Обратим внимание на то, что у Верлена не только лунный, но и солнечный свет имеет определенную мифологию. Если он желтого, чистого цвета, то он теплый, веселый, прелестный. Сквозь желтое стекло, серые зимние дни радуют глаз. Солнце на закате в стихотворении, открывающемся словами: une aube affaiblie… имеет свой цвет — ярко красный — vermeil, (в другом стихотворении этот цвет определен как «алый столп огня»). В переводе читаем: Разводы теней/ Размыты в полях / Томленье — нежней /В закатных лучах. /— Красиво! Тени, красноватые отсветы и ярко-красные призраки на горизонте. «Скука — подлинная сущность электрического света» (А. Ф. Лосев), потому что в нем есть безразличие всего ко всему, вечная плоскость. В нем отсутствуют границы светотени, интимные уголки, целомудренные взоры. Соединение цвета и света, тени и красок рисуют поэтическую картину. А мифологизирование красного цвета общеизвестно. Возбуждающий и раздражающий характер его не нуждается в распознании. «Пурпур— это то, к чему стремились всегда правители и бандиты» (А. Ф. Лосев). У Верлена ярко красное заходящее солнце пугает фантомными призраками. Они как вспышки света в меланхолии и печали.
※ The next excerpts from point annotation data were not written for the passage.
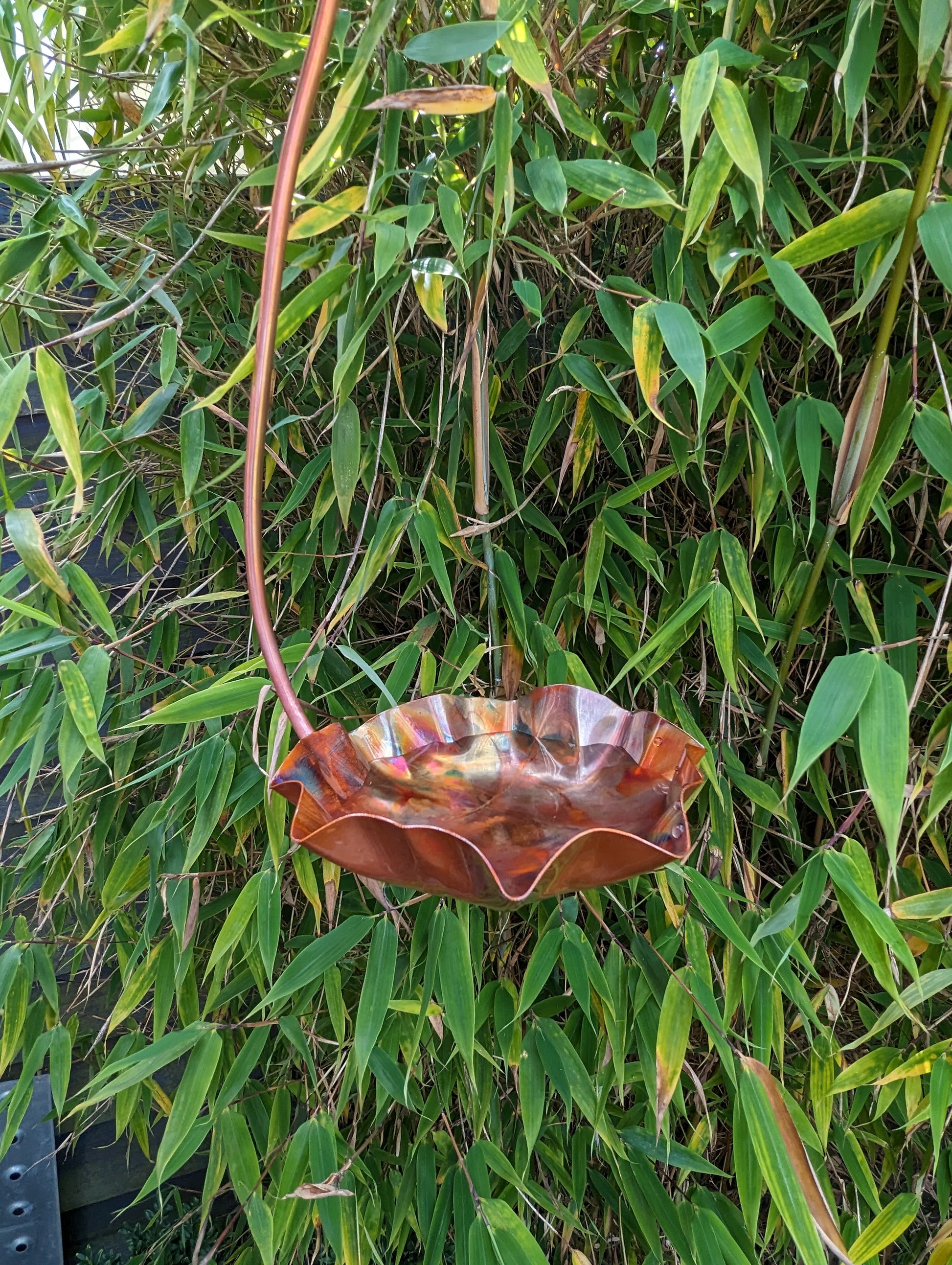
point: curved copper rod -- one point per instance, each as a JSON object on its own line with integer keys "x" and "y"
{"x": 278, "y": 222}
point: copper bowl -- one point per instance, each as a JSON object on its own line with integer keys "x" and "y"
{"x": 492, "y": 801}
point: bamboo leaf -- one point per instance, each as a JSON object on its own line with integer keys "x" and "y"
{"x": 673, "y": 1035}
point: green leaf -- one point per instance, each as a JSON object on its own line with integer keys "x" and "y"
{"x": 710, "y": 178}
{"x": 150, "y": 412}
{"x": 21, "y": 253}
{"x": 539, "y": 969}
{"x": 722, "y": 628}
{"x": 376, "y": 992}
{"x": 739, "y": 577}
{"x": 669, "y": 637}
{"x": 220, "y": 699}
{"x": 546, "y": 180}
{"x": 682, "y": 338}
{"x": 885, "y": 1229}
{"x": 860, "y": 224}
{"x": 61, "y": 414}
{"x": 531, "y": 1088}
{"x": 834, "y": 706}
{"x": 90, "y": 598}
{"x": 933, "y": 24}
{"x": 312, "y": 963}
{"x": 133, "y": 1069}
{"x": 457, "y": 985}
{"x": 512, "y": 1242}
{"x": 740, "y": 324}
{"x": 914, "y": 995}
{"x": 933, "y": 438}
{"x": 189, "y": 1101}
{"x": 13, "y": 389}
{"x": 778, "y": 1171}
{"x": 613, "y": 183}
{"x": 935, "y": 228}
{"x": 695, "y": 98}
{"x": 884, "y": 749}
{"x": 290, "y": 319}
{"x": 81, "y": 708}
{"x": 345, "y": 456}
{"x": 664, "y": 1151}
{"x": 428, "y": 531}
{"x": 798, "y": 297}
{"x": 454, "y": 44}
{"x": 847, "y": 879}
{"x": 734, "y": 127}
{"x": 672, "y": 1045}
{"x": 452, "y": 218}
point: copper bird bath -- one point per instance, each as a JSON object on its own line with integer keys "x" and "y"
{"x": 486, "y": 800}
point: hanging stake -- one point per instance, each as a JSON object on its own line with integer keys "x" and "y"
{"x": 486, "y": 800}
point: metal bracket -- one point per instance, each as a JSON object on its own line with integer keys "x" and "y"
{"x": 29, "y": 1195}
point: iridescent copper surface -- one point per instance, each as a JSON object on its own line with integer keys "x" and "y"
{"x": 496, "y": 801}
{"x": 485, "y": 800}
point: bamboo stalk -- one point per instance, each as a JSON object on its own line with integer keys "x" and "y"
{"x": 853, "y": 468}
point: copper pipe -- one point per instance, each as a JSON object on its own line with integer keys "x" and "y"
{"x": 278, "y": 223}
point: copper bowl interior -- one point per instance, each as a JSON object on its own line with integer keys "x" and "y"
{"x": 496, "y": 801}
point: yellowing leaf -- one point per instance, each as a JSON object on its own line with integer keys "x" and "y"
{"x": 527, "y": 62}
{"x": 673, "y": 1033}
{"x": 61, "y": 414}
{"x": 734, "y": 126}
{"x": 429, "y": 291}
{"x": 328, "y": 215}
{"x": 457, "y": 99}
{"x": 128, "y": 36}
{"x": 786, "y": 1167}
{"x": 885, "y": 1229}
{"x": 648, "y": 345}
{"x": 27, "y": 538}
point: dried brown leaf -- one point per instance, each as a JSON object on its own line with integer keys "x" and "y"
{"x": 454, "y": 99}
{"x": 802, "y": 1167}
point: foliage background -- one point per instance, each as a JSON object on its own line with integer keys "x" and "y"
{"x": 668, "y": 400}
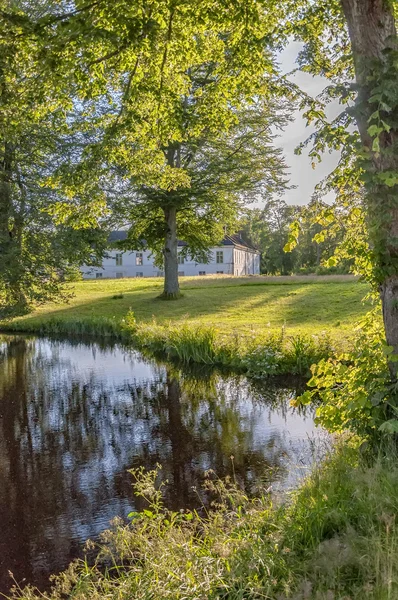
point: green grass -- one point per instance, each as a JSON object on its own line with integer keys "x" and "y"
{"x": 304, "y": 305}
{"x": 335, "y": 539}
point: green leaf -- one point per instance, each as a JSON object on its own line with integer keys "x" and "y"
{"x": 389, "y": 427}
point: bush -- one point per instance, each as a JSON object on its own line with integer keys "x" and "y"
{"x": 337, "y": 537}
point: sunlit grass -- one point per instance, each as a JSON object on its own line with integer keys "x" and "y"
{"x": 336, "y": 538}
{"x": 300, "y": 304}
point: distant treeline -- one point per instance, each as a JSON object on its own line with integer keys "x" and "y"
{"x": 268, "y": 230}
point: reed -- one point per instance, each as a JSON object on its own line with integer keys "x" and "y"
{"x": 335, "y": 537}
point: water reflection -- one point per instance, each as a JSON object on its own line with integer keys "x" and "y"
{"x": 74, "y": 418}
Есть своя мифология и у голубого. У Верлена немало стихотворений о голубом небосводе (l’azure). Обратим внимание на его стихотворения Искусство поэзии, Что за лазурь за склоном крыш, Будет светлым тот радостный день…

Если в желтом есть светлое, то в синем (голубом) — темное. Синий цвет— «прелестное ничто». Как высокое небо, далекие горы, мы видим синими, так и вообще синяя поверхность уплывает от нас вдаль. Как мы охотно преследуем предмет, который от нас ускользает, так мы охотно смотрим на синий цвет, не потому, что он проникает в нас, а потому что тянет вслед за собою. Синева дает нам чувство холода, напоминает тень. София (вечная женственность и мудрость) иной раз зрится голубою или фиолетовой, как краски на картинах Врубеля. Во всяком случае, такой она предстает и у Блока {синее в золоте). В видении Вячеслава Иванова первооснова нашего существа душа тоже, как голубой алмаз. У Владимира Соловьева духовная суть мира, как голубое покрывало завесило природу. Упоминание, и достаточно частое, русских символистов при характеристике французских поэтов совсем не случайно. Русский символизм, будучи логическим продолжением русских тенденций развития литературы, тесно соприкасался с французским символизмом. Русские поэты выступали, как переводчики французских, а значит отчасти как имитаторы (И. Анненский, А. Блок, А. Белый, Эллис, В. Брюсов). Возникнув чуть позднее французского символизма, русский символизм дает солидное обоснование этого течения устами Вячеслава Иванова, А. Белого, Гершензона, С. Венгерова, А. Лосева.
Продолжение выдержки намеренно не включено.